Since the New Deal, trade groups have tried to defend the prerogatives of the private sector by claiming that the federal government is a threat to freedom. In the 1980s and 1990s this transmogrified into an attack on science. As Erik Conway and I showed in our 2010 book, Merchants of Doubt, trade groups and libertarian think tanks resisted the findings on issues such as acid rain, the hole in the ozone layer, indiscriminate pesticide use and, above all, anthropogenic climate change—because these were problems that business created and that government was needed to fix. They denied reality to protect their ideology and economic interests.

We saw this on full display in recent months as many American conservatives refused to accept a significant role for government in containing the coronavirus pandemic. An extreme case is the governor of South Dakota. Even as COVID-19 reached her state and hundreds of workers became ill at a meat-packing plant, she refused to implement any form of state control. To be sure, stay-at-home orders do decrease personal freedom and hurt the economy. But governments that took early steps to contain the threat have done far better in protecting both personal liberty and their economies. In any case, “freedom” is an empty concept to the dead.

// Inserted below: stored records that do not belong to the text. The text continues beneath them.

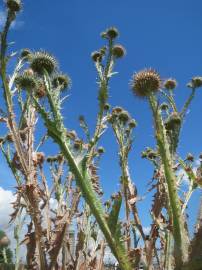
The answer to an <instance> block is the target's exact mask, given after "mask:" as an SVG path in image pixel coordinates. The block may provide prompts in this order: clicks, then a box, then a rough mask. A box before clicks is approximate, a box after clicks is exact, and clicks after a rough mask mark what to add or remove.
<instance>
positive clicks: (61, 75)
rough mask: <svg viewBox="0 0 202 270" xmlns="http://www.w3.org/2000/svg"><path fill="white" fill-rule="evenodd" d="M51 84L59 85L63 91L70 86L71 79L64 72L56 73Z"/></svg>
mask: <svg viewBox="0 0 202 270" xmlns="http://www.w3.org/2000/svg"><path fill="white" fill-rule="evenodd" d="M52 84H53V86H54V87H60V90H61V91H63V90H65V89H66V88H69V87H70V86H71V79H70V78H69V76H67V75H65V74H57V75H56V76H54V78H53V80H52Z"/></svg>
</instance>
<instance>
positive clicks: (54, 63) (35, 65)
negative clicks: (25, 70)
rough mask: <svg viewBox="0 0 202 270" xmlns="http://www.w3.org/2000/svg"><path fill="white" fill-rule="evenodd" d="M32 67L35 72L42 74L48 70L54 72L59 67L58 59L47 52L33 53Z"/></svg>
mask: <svg viewBox="0 0 202 270" xmlns="http://www.w3.org/2000/svg"><path fill="white" fill-rule="evenodd" d="M30 62H31V63H30V67H31V68H32V69H33V71H34V72H36V73H38V74H40V75H42V74H44V71H45V70H46V71H47V72H48V73H49V74H51V73H53V71H55V70H56V69H57V67H58V63H57V61H56V59H55V58H54V57H53V56H52V55H50V54H49V53H47V52H42V51H41V52H36V53H33V55H32V58H31V61H30Z"/></svg>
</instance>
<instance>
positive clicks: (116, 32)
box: [101, 27, 119, 40]
mask: <svg viewBox="0 0 202 270" xmlns="http://www.w3.org/2000/svg"><path fill="white" fill-rule="evenodd" d="M101 36H102V37H103V38H108V39H111V40H112V39H115V38H117V37H118V36H119V31H118V30H117V28H116V27H110V28H108V29H107V30H106V31H105V32H103V33H101Z"/></svg>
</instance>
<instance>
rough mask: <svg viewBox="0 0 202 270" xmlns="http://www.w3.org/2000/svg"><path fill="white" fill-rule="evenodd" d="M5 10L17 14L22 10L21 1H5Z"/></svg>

Sam Peinado of Extinction Rebellion told me in an e-mail that many Google employees thought the April Fools' announcement was real because it was “what they expected from their company.” And why not? Why shouldn't employees and customers expect corporate leaders in all sectors to disassociate themselves from organizations whose rigid ideologies and pursuit of self-interest have led us into an antiscientific dead end? COVID-19 has proved that denying science protects neither individuals nor the economy. It's time for corporate leaders to step up to the plate and reject the rejection of science.